Ongehuwde moeders die wél hun kind hielden
Dat afschermen van contact gebeurt bij Indiase ongehuwde moeders meer dan bij moeders uit andere landen, vertelt Bos. 'Dat was een van de redenen waarom ik in dit land onderzoek wilde doen.' Veel Indiase en westerse adoptieorganisaties weigeren mee te werken aan het verstrekken van gegevens omdat ongehuwde zwangerschappen zo'n groot taboe zou zijn in India, dat de moeders ook jaren later nog gevaar lopen om uitgestoten te worden door hun omgeving.

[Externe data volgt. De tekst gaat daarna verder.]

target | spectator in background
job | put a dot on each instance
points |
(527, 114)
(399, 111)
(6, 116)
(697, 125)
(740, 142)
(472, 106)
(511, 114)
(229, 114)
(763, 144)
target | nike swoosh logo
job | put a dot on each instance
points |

Een veronderstelling die Pien Bos niet zomaar kan bevestigen: 'Vrouwelijke seksualiteit is in India, zoals in veel landen, voorbehouden aan het huwelijk. Dus ja, ongehuwde moeders hebben een groot stigma. Maar ik heb ook ongehuwde vrouwen gevonden die wél hun kind gehouden hebben. De mogelijkheid van afstand doen was hen nooit aangeboden en ze waren zonder uitzondering blij met hun kind en trots op het moederschap.' De verhalen van die alleenstaande moeders zouden ook moeten worden voorgelegd aan de zwangere meisjes in de opvanghuizen, vindt Bos. 'Ik pleit voor informed decision: zorg dat deze meisjes en vrouwen verschillende verhalen horen en ook weten dat ze het recht hebben hun kind zonder betaling mee te nemen. Dat is wat anders dan iemand één kant op sturen.'

Pien Bos (Noordeloos, 1964) studeerde pedagogiek (specialisatie: adoptie) en culturele antropologie (specialisatie: gender en ontwikkeling) aan de Universiteit Utrecht. Tussen 1995 en 2000 werkte ze als coördinator van vrijwilligers voor de Vereniging Wereldkinderen. Van 2000 tot 2001 coördineerde ze onder andere het Roots Informatie Centrum van de Stichting Adoptievoorzieningen. In 2001 startte ze als junioronderzoeker met dit promotieonderzoek bij de afdeling Methoden en technieken (sociale wetenschappen). Momenteel werkt ze als docent aan de Radboud Universiteit. De promotor en co-promotor van dit promotieonderzoek zijn prof. dr. J. Schrijvers en dr. F. Reysoo. Het is mede mogelijk gemaakt door NWO-Wotro en het Wetenschappelijk onderzoek- en documentatiecentrum van het Ministerie van Justitie, WODC.